Wednesday, May 20, 2015

Facebook and the Whole Picture

I have read countless blogs/post about how what we see of people's lives via facebook or their blog is not the whole picture. Some chalk it up to dishonesty or trying to impress others, but at least for me that is not the real issue.

I am a big fan of transparency and believe that we can help each other by sharing our faults and failures and what has and hasn't worked in our lives. And I am more than happy to share with you when I screw things up and God uses my failures to show me something, hoping someone else finds it helpful. But the line gets drawn when it comes to my kids. I am more than happy to share their successes via facebook or the blog because I want them to know I am proud of them and what they have accomplished.
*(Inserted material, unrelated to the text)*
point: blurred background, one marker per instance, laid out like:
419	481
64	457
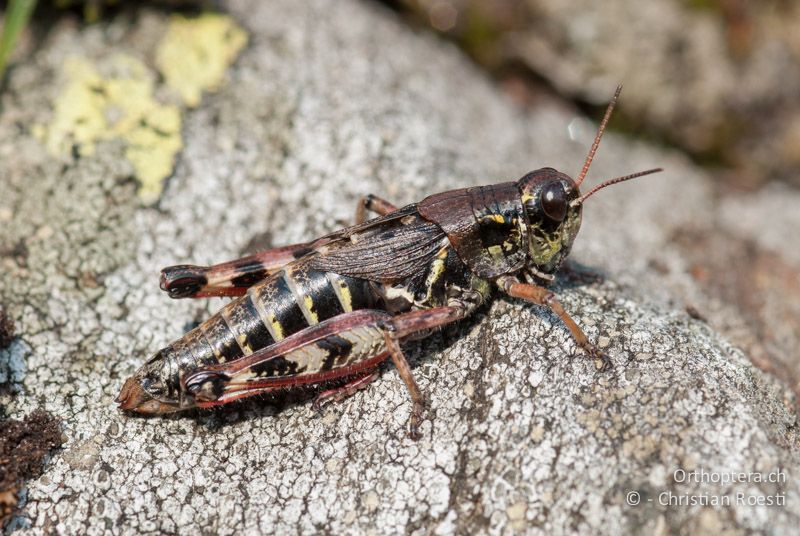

And I want others to share in that too.

However, as a parent, I am not going to hang up my kids' dirty laundry for the world to see. They expect me to protect them, to support them, and not set them up to be ridiculed or embarrassed. I would think this is why facebook/blogs don't paint the whole picture and make things appear better than they are. Not because we are being dishonest, but because our kids have a right to fail in private, to struggle personally and not publicly. If/when they want to share their struggles and subsequent successes, they are free to do that, but I am not making that call for them.

I admit that sometimes I share some of the struggles my kids face, in at least a vague sense so that you (and my family that doesn't live close to us) can know what's going on and pray, but I mostly keep it one sided from my perspective and how I am handling and dealing with the parenting side and leave a lot of the details out. I am very careful in what I share for these exact reasons.